Today after a final B&B Hotel breakfast we pack our overnight bags in the car and drive to the Tunnel in plenty of time. We make it in such good time that we are first in the queue. Because we have a roof box on our car we have to go into the compartments for big cars and coaches. Right behind us in the train is a large coach containing a party of French people going to the UK for a few days coach tour. We get into conversation with them while we are travelling under the Channel. Most of them haven’t been through the Tunnel before and we have to reassure them that everything will be o.k. The Tunnel doesn’t leak, we won’t all be drowned, there are toilets on the train?! It is just like travelling on the Metro and the journey only takes 35 minutes. They all gather round Julia plying her with questions. Her French conversation is pretty good now and she manages to answer all their questions, with me chipping in only occasionally. We ask them where they are going during their four day coach tour in the UK. They tell us they are going to Canterbury, Stratford, London … and Leeds? ‘Leeds?’ we both cry out at once in astonishment? ‘Why on earth would you want to go to Leeds?’ It turns out that they mean ‘LeedsCastle’ in Kent! We tell them that it is really nice there and they will enjoy it.

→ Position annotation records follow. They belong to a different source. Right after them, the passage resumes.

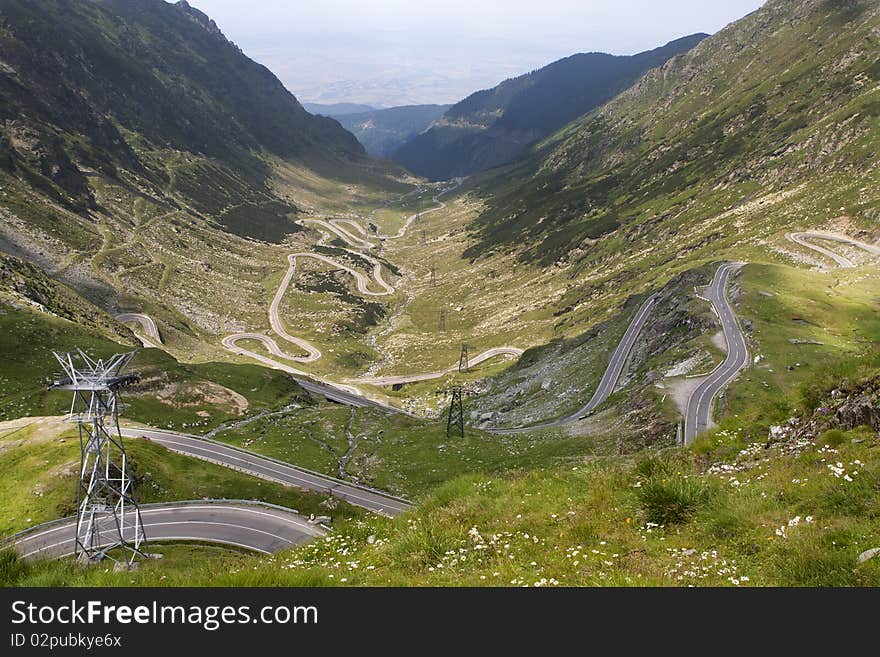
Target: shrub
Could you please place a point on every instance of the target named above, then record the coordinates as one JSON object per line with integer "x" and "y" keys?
{"x": 671, "y": 501}
{"x": 832, "y": 438}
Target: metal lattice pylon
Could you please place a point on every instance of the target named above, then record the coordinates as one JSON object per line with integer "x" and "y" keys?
{"x": 463, "y": 359}
{"x": 455, "y": 419}
{"x": 108, "y": 517}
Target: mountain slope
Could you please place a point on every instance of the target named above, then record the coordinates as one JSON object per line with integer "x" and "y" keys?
{"x": 382, "y": 131}
{"x": 493, "y": 126}
{"x": 335, "y": 110}
{"x": 108, "y": 84}
{"x": 781, "y": 105}
{"x": 147, "y": 163}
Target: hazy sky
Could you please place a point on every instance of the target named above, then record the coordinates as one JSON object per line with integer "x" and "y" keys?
{"x": 394, "y": 52}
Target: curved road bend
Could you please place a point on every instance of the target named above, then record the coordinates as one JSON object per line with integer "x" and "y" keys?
{"x": 413, "y": 378}
{"x": 272, "y": 470}
{"x": 609, "y": 378}
{"x": 337, "y": 393}
{"x": 802, "y": 237}
{"x": 151, "y": 337}
{"x": 253, "y": 526}
{"x": 698, "y": 415}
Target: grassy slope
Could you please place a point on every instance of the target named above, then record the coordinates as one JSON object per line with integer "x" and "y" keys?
{"x": 40, "y": 461}
{"x": 785, "y": 519}
{"x": 28, "y": 364}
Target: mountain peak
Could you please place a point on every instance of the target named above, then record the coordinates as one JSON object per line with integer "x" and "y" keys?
{"x": 201, "y": 18}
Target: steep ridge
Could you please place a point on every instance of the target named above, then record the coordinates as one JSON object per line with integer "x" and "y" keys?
{"x": 781, "y": 105}
{"x": 493, "y": 126}
{"x": 383, "y": 131}
{"x": 141, "y": 152}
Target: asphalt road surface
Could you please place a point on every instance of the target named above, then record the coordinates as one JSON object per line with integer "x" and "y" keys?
{"x": 253, "y": 526}
{"x": 151, "y": 337}
{"x": 412, "y": 378}
{"x": 609, "y": 378}
{"x": 802, "y": 237}
{"x": 272, "y": 470}
{"x": 698, "y": 415}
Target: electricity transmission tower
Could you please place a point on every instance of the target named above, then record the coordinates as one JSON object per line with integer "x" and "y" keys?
{"x": 463, "y": 359}
{"x": 107, "y": 514}
{"x": 455, "y": 419}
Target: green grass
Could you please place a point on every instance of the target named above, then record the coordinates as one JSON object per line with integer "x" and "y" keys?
{"x": 399, "y": 454}
{"x": 40, "y": 481}
{"x": 28, "y": 364}
{"x": 775, "y": 519}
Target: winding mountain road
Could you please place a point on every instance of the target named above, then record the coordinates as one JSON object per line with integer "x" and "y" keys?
{"x": 250, "y": 525}
{"x": 342, "y": 393}
{"x": 698, "y": 415}
{"x": 413, "y": 378}
{"x": 272, "y": 470}
{"x": 609, "y": 377}
{"x": 802, "y": 237}
{"x": 151, "y": 337}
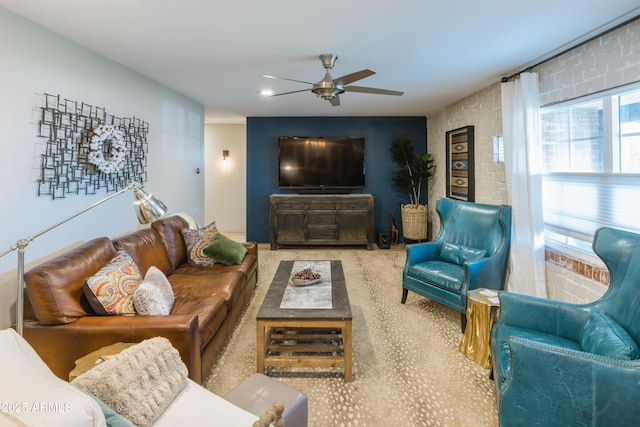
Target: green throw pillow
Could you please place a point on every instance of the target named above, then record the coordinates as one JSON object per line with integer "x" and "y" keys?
{"x": 225, "y": 251}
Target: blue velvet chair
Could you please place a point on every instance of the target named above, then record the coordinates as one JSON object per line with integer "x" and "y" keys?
{"x": 470, "y": 252}
{"x": 562, "y": 364}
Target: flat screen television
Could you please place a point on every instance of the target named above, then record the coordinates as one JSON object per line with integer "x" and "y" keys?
{"x": 321, "y": 164}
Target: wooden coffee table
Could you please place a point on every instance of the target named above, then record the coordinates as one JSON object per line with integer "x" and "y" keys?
{"x": 305, "y": 337}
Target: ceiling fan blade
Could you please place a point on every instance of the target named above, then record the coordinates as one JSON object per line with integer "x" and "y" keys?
{"x": 374, "y": 90}
{"x": 286, "y": 93}
{"x": 284, "y": 78}
{"x": 350, "y": 78}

Eventually we arrive back in the UK. It is lovely and sunny. We say goodbye to our new French friends and wish them a safe journey and a good holiday. They are very excited to be visiting the UK. We are very sorry to be leaving France. It is good to be back, however, in lots of ways. We have the Olympics to look forward to, and lots of tales to tell. We remember to drive on the right side of the road which is the left side of the road of course, and to go round roundabouts the right way not the wrong way. We decide to stop for something to eat on the long journey back to Rodden and I spot a Little Chef on the way where we stop for lunch and I order the largest Full English Breakfast on the menu! We love French food but there are some things you can only properly get in the UK!

We arrive back in Rodden in the early evening. As we pull up outside the side door there is Reggie Doggie in the window where we left him a month ago. He is so excited to see us. Julia’s mother tells us that he knew we were coming as soon as we turned in to Rodden Lane half a mile away?! For once he follows us around everywhere, rather than Julia’s mother. He wants to make sure that we are staying and not going away again! We are not going away to France again, we re-assure him … well not until next year anyway!